Ça gronde. Dix-huit judokates de l’équipe de France ont exprimé leurs inquiétudes mercredi vis-à-vis de la réforme de la «Judo Pro League»  actée par la Fédération française (FFJDA), appelant à une «réflexion» sur le calendrier des compétitions.

Dans une lettre ouverte, les judokates – parmi lesquelles la championne olympique Clarisse Agbégnénou ou encore les championnes du monde Romane Dicko, Margot Pinot et Audrey Tcheuméo – soulignent ne pas être opposées à la compétition «dans son format actuel». Mais elles affirment que «son intégration au circuit de compétition soulève de profondes inquiétudes, notamment concernant la santé physique et mentale des athlètes».

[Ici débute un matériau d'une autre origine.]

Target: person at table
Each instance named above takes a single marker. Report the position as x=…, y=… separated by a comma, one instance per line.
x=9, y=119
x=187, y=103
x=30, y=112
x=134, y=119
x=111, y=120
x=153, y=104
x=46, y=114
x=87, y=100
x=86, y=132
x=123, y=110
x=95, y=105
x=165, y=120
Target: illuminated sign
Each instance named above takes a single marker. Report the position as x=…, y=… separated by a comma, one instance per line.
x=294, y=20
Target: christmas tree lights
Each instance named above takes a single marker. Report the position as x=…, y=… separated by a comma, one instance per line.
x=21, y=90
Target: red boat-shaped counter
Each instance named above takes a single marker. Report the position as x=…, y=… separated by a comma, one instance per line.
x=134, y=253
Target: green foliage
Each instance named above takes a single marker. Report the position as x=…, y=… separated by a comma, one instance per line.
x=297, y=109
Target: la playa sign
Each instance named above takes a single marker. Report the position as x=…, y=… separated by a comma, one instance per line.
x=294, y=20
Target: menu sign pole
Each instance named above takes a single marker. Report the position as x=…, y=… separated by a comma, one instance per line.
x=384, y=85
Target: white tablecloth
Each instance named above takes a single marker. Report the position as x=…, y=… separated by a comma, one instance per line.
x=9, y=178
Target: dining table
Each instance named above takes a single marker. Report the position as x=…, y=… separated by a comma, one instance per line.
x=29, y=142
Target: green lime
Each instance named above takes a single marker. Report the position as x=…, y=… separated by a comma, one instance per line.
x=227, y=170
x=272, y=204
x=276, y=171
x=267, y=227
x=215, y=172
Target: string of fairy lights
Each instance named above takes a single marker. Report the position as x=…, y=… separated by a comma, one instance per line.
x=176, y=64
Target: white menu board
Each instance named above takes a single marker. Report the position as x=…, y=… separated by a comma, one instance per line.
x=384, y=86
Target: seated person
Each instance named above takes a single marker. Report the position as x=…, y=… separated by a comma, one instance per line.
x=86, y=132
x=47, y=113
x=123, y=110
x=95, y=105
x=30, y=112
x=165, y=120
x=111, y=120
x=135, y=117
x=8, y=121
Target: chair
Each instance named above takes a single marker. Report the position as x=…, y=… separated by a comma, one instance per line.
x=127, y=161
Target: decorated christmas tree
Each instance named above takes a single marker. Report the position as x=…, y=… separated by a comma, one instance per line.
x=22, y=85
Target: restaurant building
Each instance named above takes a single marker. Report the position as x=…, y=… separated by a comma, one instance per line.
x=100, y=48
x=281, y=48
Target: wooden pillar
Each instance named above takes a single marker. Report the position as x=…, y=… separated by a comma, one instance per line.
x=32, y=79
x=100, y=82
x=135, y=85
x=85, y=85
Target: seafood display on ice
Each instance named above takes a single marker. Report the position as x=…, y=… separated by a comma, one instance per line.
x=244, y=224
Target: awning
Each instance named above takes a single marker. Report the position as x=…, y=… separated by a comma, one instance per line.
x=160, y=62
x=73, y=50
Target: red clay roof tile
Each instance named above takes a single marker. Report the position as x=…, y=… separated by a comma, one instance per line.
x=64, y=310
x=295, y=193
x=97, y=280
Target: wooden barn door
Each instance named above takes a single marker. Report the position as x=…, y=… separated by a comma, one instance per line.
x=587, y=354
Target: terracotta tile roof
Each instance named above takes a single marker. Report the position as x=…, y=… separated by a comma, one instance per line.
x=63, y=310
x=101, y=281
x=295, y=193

À la suite d’un vote de son assemblée générale, la FFJDA avait acté mi-avril la transformation de la «Judo Pro League», tournoi par équipes mixtes créé en 2022 par le président de la Fédération Stéphane Nomis, en Championnats de France par équipes, faisant de cette compétition par étapes l’unique voie de qualification pour la Ligue des champions. Une vingtaine de clubs avaient déjà dénoncé une décision «injuste et non concertée» et s’étaient notamment émus de l’alourdissement du calendrier engendré par cette réforme. Saisi par plusieurs clubs, le Comité olympique français (CNOSF) avait alors conseillé à la FFJDA de revenir sur sa réforme, ce que la Fédération a refusé.

Si les judokates reconnaissent que « cette compétition au format actuel est de bon augure pour le développement national de notre sport», elles appellent toutefois «à une réflexion collective et urgente sur le calendrier, la charge de compétition, et les conditions d’engagement des athlètes». «Le corps humain a ses limites: l’ajout de 4 à 6 nouvelles dates par an, en plus d’un calendrier international déjà extrêmement exigeant, pousse dangereusement les athlètes vers une surcharge d’entraînement, une fatigue chronique, et une fragilisation musculaire accrue», préviennent-elles. «L’objectif ne peut être d’accélérer à tout prix, mais de garantir un haut niveau de performance durable, dans le respect de la santé physique, mentale et sociale des sportives», est-il ajouté.